There are several important considerations in the pharmacokinetics of therapy in hypertensive seniors; drug clearance and thus half-life are prolonged. Drug absorption is generally unchanged, but distribution is altered secondarily to reduced body water and lean body mass, as well as to increased body fat. Hepatic elimination is reduced as liver mass declines, and thus so does metabolic clearance. Hepatic blood flow declines 40-A5% by age 65, and liver microsomal enzyme activity is reduced.

β-Receptor blocker therapy may not be as effective as using diuretic or the low-dose combination of the two in the older hypertensive patient, perhaps owing to lower patient compliance because of real or imagined side effects. A minority of studies suggest that there is a reduction in the efficacy of angiotensin-converting enzyme inhibitor on blood pressure control in the older patient, and others suggest that the calcium channel blockers are more effective in the older patient, especially those with low renin activity. Atenolol was not as effective as the calcium channel blocker verapamil in reducing both blood pressure and left ventricular mass in a study of elderly patients with high blood pressure.

Evidence from “outcome” trials of more than 20,000 elderly hypertensive patients demonstrated the benefits of blood pressure control.
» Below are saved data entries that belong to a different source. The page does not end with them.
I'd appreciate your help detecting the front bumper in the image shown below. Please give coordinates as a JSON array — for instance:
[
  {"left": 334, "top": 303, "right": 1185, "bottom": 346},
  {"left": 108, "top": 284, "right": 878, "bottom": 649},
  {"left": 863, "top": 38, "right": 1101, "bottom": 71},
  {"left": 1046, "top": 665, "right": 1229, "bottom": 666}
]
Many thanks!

The myth of “100 plus year age” as a marker for an acceptable systolic blood pressure has been replaced by “less than 140 less than 90.” These studies demonstrated that blood pressure reductions of 12 mmHg systolic and 4-6 mmHg diastolic in seniors are associated with reductions of coronary mortality of 25% and stroke mortality of 45%. Thus, the relationship of aging to blood pressure is a two-way street: rising blood pressure may be fatal for the senior, and lowering it is potentially life saving. Patients should have blood pressure lowered to the range of 130-140 systolic, and to 80-90 diastolic. In diabetic patients, the goal should be <85 diastolic, and <130 systolic. Although blood pressure rises with age, antihypertensive therapy has been shown to reduce morbidity and mortality significantly in patients older than age 80 as well as those younger than age 80. Current trends in treating hypertensive seniors breathe optimism. Fortunately, the proportion of hypertensive patients on therapy is increasing with age, with 47% on therapy in the age 65-74 group, compared with 41% in the age 55-64 group.